Piccaninnie Ponds by Liz Rogers

About the dive

Piccaninnie Ponds is one of my favourite sites for cave photography. As well as the crystal clear water and very white rock, there’s the novel aspect of being able to get natural light in the shot. The main drawback is that, once inside the Cathedral, you don’t have very long to experiment before silt starts to drift down off the roof. Naturally, taking advantage of the opportunities is also dependent on the sun coming out to play.

I previously talked about a photo taken in the Chasm of Pics, looking up through the scalloped limestone walls. Swimming forward from here divers move under a limestone ceiling, and enter the Cathedral. Large rocks sit across the path between the Chasm and the Cathedral, and there are three obvious entrances at different levels.

The standard dive plan for this site is to drift down the Chasm, possibly all the way to the 36.5m depth limit, before swimming up the far slope to the bottom entrance to the Cathedral. From here you can either descend to the bottom of the Cathedral, or gently ascend through the limestone formations to exit through the smaller middle hole or swim out the large zone in the top 8m of the cave.

What this plan means is that by the time most divers reach the shallows and swim for home, there is a moderate amount of silt disturbed by bubbles in the Cathedral. As such, this view is often a little obscured, despite being photogenically awesome in a way that should be a lot easier to capture than some other aspects of the cave.

About the photoSunlight

As mentioned, despite being a beautifully framed shot, the standard dive plan for this site doesn’t lend itself to taking this photo. My shot here was inspired by a photo of myself and Lucas Wheat, taken in early 2008 by Dean, and it took 3 unsuccessful dives before I was able to get a shot I was happy with. This successful instance was a dedicated photo dive, where the first thing I did was swim into the top of the Cathedral and take a series of shots as my buddy Ken Smith swam towards the camera.

One of the earlier attempts is on the right, stymied by the murky water discussed in my earlier post.
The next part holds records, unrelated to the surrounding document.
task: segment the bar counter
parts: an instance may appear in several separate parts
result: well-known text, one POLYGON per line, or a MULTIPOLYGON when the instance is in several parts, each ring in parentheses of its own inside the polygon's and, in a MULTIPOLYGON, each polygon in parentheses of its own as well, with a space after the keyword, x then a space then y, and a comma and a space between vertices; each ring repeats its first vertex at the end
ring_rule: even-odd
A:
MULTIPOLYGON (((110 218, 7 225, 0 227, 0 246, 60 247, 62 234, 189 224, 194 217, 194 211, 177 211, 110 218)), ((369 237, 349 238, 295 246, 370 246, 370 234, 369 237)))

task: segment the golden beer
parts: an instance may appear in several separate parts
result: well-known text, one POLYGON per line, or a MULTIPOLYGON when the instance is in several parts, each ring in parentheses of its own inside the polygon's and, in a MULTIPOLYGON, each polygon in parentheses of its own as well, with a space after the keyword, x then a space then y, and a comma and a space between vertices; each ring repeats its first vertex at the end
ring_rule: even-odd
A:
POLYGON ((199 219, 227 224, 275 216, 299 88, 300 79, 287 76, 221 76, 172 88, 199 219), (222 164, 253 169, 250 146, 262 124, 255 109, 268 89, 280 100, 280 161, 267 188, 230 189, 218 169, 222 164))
Taken from further back in the Cathedral, it includes the top of the limestone block between the Chasm and the Cathedral. The tannin in the water and diffuse sunlight gives a completely different feel to the shot which is interesting, but not quite what I was looking for. A following attempt suffered from a model with gear difficulties that caused distinctly interesting buoyancy.
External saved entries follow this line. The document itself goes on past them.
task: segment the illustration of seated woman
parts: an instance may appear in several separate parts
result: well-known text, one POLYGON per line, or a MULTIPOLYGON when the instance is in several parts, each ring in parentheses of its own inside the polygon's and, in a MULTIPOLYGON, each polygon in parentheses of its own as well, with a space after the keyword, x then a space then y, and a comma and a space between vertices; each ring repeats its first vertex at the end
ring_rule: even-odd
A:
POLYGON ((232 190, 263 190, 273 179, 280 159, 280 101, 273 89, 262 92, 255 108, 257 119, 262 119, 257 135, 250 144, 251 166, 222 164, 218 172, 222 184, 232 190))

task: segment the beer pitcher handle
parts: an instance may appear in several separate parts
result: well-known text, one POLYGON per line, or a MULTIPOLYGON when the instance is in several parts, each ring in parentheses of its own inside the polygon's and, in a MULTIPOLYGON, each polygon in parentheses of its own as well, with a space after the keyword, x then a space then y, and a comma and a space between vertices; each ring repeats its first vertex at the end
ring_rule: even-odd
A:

I love the framing effect on this shot, with the strobe lighting on the white walls balanced against the bright sunlight coming in. Ken swimming through the top of the Chasm in the distance gives a sense of scale, and the green weed against the blue water gives a splash of colour not seen in a lot of underwater cave photographs. The whole picture gives me a feeling of space and freedom, and brings back memories of floating through space in this beautiful site.